Over a dozen foreign passport holders, mainly dual nationals, are being held in Iran on what activists and supporters say are baseless accusations aimed at extracting concessions from the West.
Several European countries now strongly warn dual nationals against trips to Iran for visiting family or business, warning that full consular assistance cannot be guaranteed as Iran does not recognise dual nationality.
But dual nationals have long played an important role in business and investment in Iran. The government of President Ebrahim Raisi fears their absence risks further stalling an economy already battered by US sanctions.
Foreign Minister Hossein Amir-Abdollahian said he had told a committee representing Iranians abroad that the issue of "Iranians with dual nationality" should be resolved in parliament and that a website would be set up to assure them there would be no problem with travel.
"Some Iranians abroad may fear that they will have difficulty entering the country through airports," he wrote on Instagram, in a rare official acknowledgement of the issue.
"A system is being introduced on the website of the ministry to notify these people that they have no problem coming and leaving the country. And if a problem arises, the ministry will be responsible" for ensuring it is resolved, he added.

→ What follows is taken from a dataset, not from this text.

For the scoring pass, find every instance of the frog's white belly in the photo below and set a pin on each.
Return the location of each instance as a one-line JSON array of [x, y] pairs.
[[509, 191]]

Elika Ashoori, whose father Anoosheh Ashoori, a British-Iranian national, was detained on a visit to Iran in 2019 and is now serving a 10-year sentence on spying charges his family says are baseless, lashed out at the minister's suggestion.
"Seriously? Tell that to my father whose life your gov(ernment) ruined by putting a bag over his head on the street and shoving him in a van, based on no evidence or proof, during his stay," she wrote on Twitter.

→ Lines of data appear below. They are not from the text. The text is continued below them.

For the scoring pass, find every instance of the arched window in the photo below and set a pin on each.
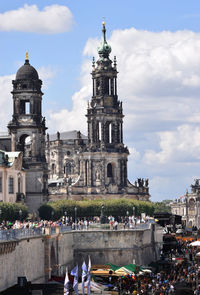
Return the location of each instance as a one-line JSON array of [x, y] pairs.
[[109, 170], [19, 184], [53, 168], [11, 185], [110, 133], [68, 168], [99, 131]]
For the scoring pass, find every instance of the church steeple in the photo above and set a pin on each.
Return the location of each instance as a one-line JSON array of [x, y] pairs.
[[105, 110], [104, 49]]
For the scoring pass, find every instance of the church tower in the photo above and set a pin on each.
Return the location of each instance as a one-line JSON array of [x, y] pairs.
[[27, 129], [103, 162], [105, 116]]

"What did our family ever do to deserve this?" she added.
Free Nazanin, the group set up to push for the release of British-Iranian national Nazanin Zaghari-Ratcliffe, arrested during a visit to her family in Tehran in 2016, asked: "Rather than setting up an odd website, it might be easier for the Iranian authorities just to stop taking hostages?"

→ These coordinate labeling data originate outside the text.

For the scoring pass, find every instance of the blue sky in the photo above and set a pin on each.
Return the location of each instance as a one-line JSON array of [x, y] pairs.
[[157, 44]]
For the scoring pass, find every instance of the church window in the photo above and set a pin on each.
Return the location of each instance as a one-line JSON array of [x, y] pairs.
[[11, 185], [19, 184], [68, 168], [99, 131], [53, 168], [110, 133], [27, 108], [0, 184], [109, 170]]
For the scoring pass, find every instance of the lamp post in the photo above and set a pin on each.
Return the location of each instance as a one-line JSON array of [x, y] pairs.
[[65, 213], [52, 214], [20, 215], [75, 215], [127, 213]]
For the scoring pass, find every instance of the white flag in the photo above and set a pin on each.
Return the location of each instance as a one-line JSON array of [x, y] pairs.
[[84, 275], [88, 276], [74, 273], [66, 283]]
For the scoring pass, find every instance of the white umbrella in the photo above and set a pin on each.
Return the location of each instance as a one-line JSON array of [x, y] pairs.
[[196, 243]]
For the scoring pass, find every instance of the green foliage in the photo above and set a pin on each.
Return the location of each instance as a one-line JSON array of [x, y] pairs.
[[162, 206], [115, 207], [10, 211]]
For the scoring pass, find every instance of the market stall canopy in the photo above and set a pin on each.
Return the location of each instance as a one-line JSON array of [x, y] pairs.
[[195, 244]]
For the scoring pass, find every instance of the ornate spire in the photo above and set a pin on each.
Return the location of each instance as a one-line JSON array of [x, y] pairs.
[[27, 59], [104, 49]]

Zaghari-Ratcliffe was allowed to leave prison for house arrest in March 2020. She has now served her five-year-sentence but still cannot leave Iran and her family fear she could return to prison after being convicted in another case.
Lebanese citizen Nizar Zakka, a US resident detained in 2015 on charges of spying for the United States and released only in June 2019, noted he had been invited to Iran by the government itself and then been arrested.
He said the elite Revolutionary Guards, who observers accuse of being behind the spate of arrests, were seeking to "fool" foreign nationals into going back to Iran.
"It seems this is more of a warning for dual nationals not to go back to their country," he said.